Lembrando aqueles anos - anos de homílias de fogo contra os "ateus" responsáveis de todos os males - fazem sorrir as admoestações de João Paulo II a Bush, na tentativa de interpretar o desejo de paz de todos, chamando Bush à moderação em relação ao Iraque. O própio presidente dos Estados Unidos, de facto, é o manhoso émulo da política prepotente deste papa, anti-laico (e Bush é sempre rápido em preferir os sacerdotes aos juizes) e rápido em fazer calar com cólera qualquer murmúrio de dissensão. Lembre-se o "saneamento" feito nas hierarquias do Vaticano em detrimento de todos os que tinham algumas coisas a objectar, mandados para as fronteiras do império - e na melhor hipótese - para "servir Cristo" nalguma missão onde há muito trabalho e pouca possibilidade de ordenar. Hoje em dia basta considerar a composição do conclave: 93% dos cardeais eleitores foram nomeados por João Paulo II. Um tirano bom, um pai autoritário, um rei susceptível? Seguramente um homem que prejudicou o seu desejo de vencer por causa de perigosas alianças económicas e políticas, in primis com "Comunione e Liberazione" (CL) e todos os religiosos/managers que fizeram da subsidiariedade e de devolução uma fonte incrível de riquezas privadas e de poder. Um papa complacente com a intervenção do clero em cada âmbito por destruir a laicidade, na convicção de que cada moralidade e ética deve ser inspirada e dirigida pelos padres. Uma pessoa que agora, com a sua morte causada pela doença de Parkinson, choca decididamente com a sua imagem bem conservada e vencedora dum passado não longinquo, quando trovejava contra outra doença, a SIDA, cujo aparecimento parecia querer apontar uma sexualidade humana considerada "desordenada". 

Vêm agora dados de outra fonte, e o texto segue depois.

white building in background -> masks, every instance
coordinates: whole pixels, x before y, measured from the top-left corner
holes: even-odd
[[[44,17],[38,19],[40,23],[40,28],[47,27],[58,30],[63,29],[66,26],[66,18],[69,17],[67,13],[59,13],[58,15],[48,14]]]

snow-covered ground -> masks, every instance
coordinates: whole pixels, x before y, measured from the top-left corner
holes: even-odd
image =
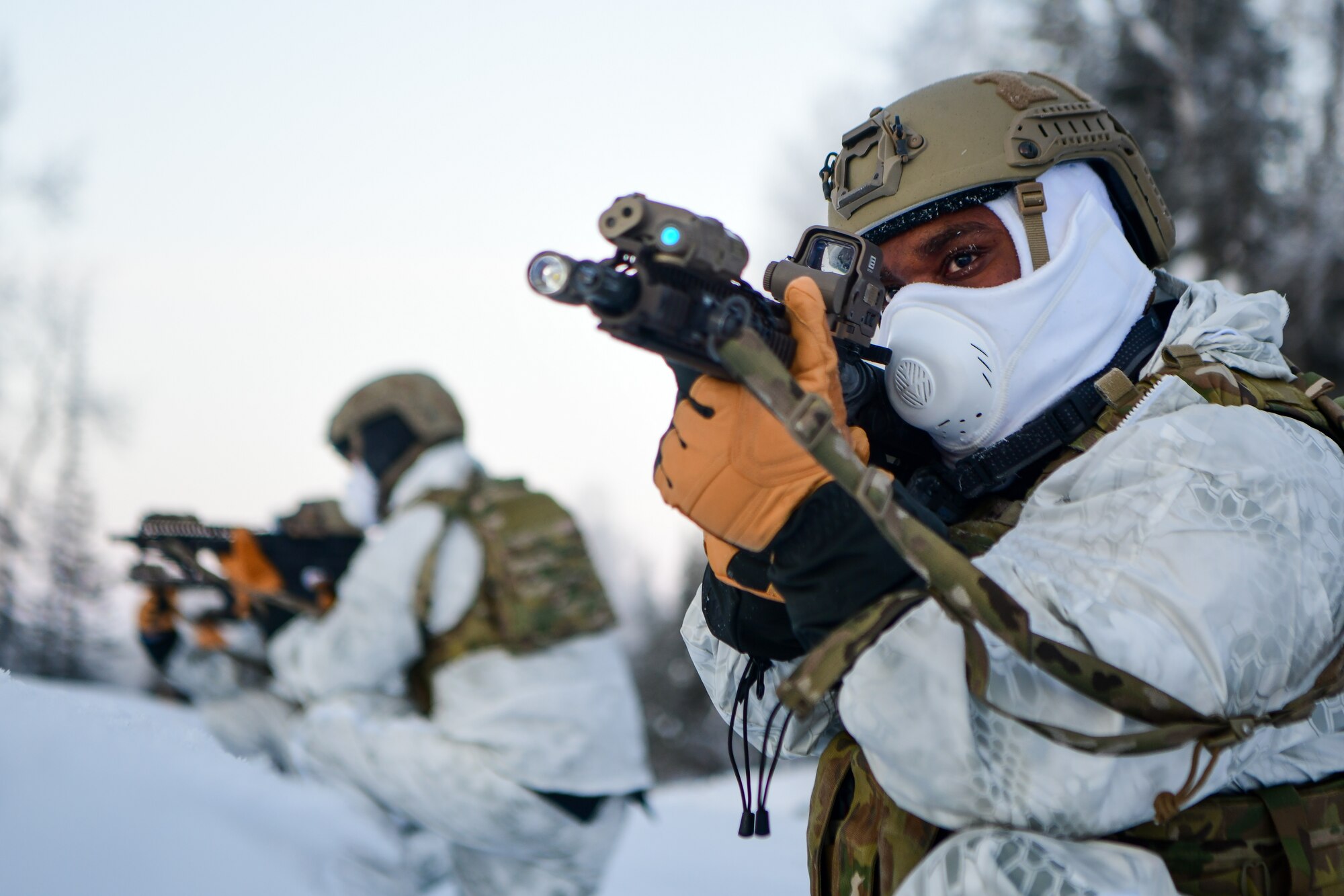
[[[603,893],[806,891],[812,770],[781,766],[774,835],[742,841],[731,776],[650,795]],[[323,786],[226,755],[190,710],[0,671],[0,893],[403,893],[395,831]]]

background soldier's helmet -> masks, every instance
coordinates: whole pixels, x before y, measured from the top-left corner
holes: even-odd
[[[1036,71],[949,78],[874,109],[821,180],[831,226],[882,242],[1013,188],[1025,215],[1043,211],[1050,196],[1034,182],[1066,161],[1097,171],[1145,264],[1167,261],[1175,229],[1134,140],[1086,93]]]
[[[466,432],[457,402],[437,379],[421,373],[375,379],[345,400],[328,439],[344,456],[368,456],[371,426],[396,418],[421,447],[461,439]]]

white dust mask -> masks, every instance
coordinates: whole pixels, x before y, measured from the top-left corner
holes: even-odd
[[[914,283],[882,315],[874,342],[891,348],[887,396],[950,457],[1016,432],[1099,373],[1152,292],[1153,273],[1130,249],[1099,179],[1095,190],[1059,196],[1066,206],[1077,199],[1071,214],[1058,207],[1050,180],[1042,183],[1046,214],[1067,215],[1047,264],[1030,270],[1028,260],[1024,277],[984,289]]]
[[[340,513],[356,529],[378,525],[378,479],[363,460],[349,465],[345,495],[340,499]]]

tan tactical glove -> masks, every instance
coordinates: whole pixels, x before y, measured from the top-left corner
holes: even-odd
[[[789,284],[784,304],[798,343],[793,375],[831,404],[836,424],[867,460],[867,435],[845,426],[839,359],[821,292],[809,277],[800,277]],[[769,545],[802,499],[831,479],[745,387],[712,377],[696,379],[689,397],[677,402],[653,470],[663,500],[707,535],[747,550]]]

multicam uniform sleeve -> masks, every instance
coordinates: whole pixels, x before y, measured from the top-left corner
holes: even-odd
[[[1277,709],[1340,647],[1344,459],[1302,424],[1171,382],[1043,483],[976,564],[1038,632],[1199,712]],[[986,643],[989,698],[1008,712],[1095,735],[1138,726]],[[972,698],[962,661],[961,630],[926,601],[844,681],[844,724],[902,807],[950,829],[1090,837],[1150,819],[1153,798],[1185,780],[1192,747],[1113,757],[1056,745]],[[1222,753],[1195,798],[1324,733],[1317,721],[1262,729]]]
[[[723,721],[727,722],[732,717],[734,697],[747,670],[749,658],[728,647],[710,631],[700,605],[700,592],[696,592],[695,599],[685,611],[685,618],[681,622],[681,639],[685,642],[687,651],[691,654],[695,670],[700,674],[700,681],[704,682],[704,689],[708,692],[710,700],[714,701],[715,709],[719,710]],[[757,689],[751,689],[751,698],[747,701],[747,740],[757,749],[761,749],[765,741],[765,728],[770,712],[780,702],[774,696],[775,689],[796,667],[797,661],[773,662],[763,673],[763,697],[757,698]],[[771,752],[780,744],[780,728],[785,712],[788,710],[781,709],[775,714],[770,732]],[[741,708],[738,709],[734,726],[737,731],[742,731]],[[781,756],[786,759],[817,756],[839,732],[840,720],[836,714],[835,704],[828,696],[806,718],[792,718],[789,721]]]

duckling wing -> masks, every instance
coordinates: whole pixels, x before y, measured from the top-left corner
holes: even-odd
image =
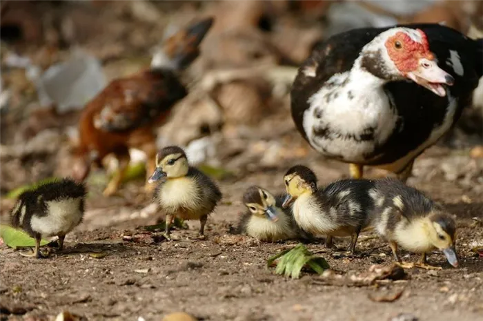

Mas que pelo contrário abafava os escândalos, que nestes anos implicaram a igreja sob acusações de pedofilia e violência. As palavras so cardeal Ratzinger, durante as liturgias pascais - sobre a necessidade de combater a corrupção também dentro da igreja - pareciam indicativas do aproximar-se dum pesadelo para os católicos: como se a corrupção do corpo deste papa - relatada ao vivo por mil microfónes - revelasse simultaneamente todos os bubões que este mastim-mástique de deus tinha juntado a toque de bofetadas nestes 26 anos. A presença do cardeal "Ruini" perto da cabeceira do moribundo parece pressagiar duma ruína futura. O "Movimento a favor da vida" - com o seu nome hipócrita - desvela o seu significado mais profundo agora, quando o esforço para não fazer morrer este papa se tornou patético: um medo louco, o medo da morte; o mesmo medo que forçou uma mulher norteamericana - precisamente nestes dias - a dever agonizar sem autanasia por causa da loucura religiosa dos pais dela.

O medo da morte, a procura dum guia, a fusão numa massa: estes elementos misturam-se no corpo único de milhares de pessoas - chegadas em estado hipnótico adentro daquele grande magnete em forma de alicate que é a colonata de Bernini na praça São Pedro - estes elementos e o desejo de pertencer à fileiras dos vencedores são os mesmos elementos explorados pelo nosso "azul" presidente do conselho dos ministros, ele também muito hábil com as maquilhagens televisivas e capaz de silenciar os críticos dele e cada voz livre a toque de acusações e de microfones desligados.

Num mundo onde a miséria e a ignorância são exploradas por pesoas sem escrúpulos, hábeis manobradores de rebanhos e papa-hóstias na política, bem podemos compreender a preocupação de Salman Rushdie: " E porventura ... os Democráticos americanos chegarão a entender que hoje, numa América exactamente quebrada ao meio, terão um proveito maior opondo-se à Christian Coalition e aos partidários dela, e obstaculando a possibilidade que a visão do mundo de Mel Gibson modele a política social e a política americana ". Porventura, entre nós alguns consideram engraçado se o bispo Milingo tivesse a possibilidade de ser nomeado papa agora, casando-se depois .... isto mudaria alguma coisa. Pelo contrário, agora só podemos esperar que o jogo do poder escolha o seu próximo pai-não-eterno: negro fustigador em nome da doutrina da fé, ou hábil organizador de encontros interconfessionais em grupo para conquistar as almas?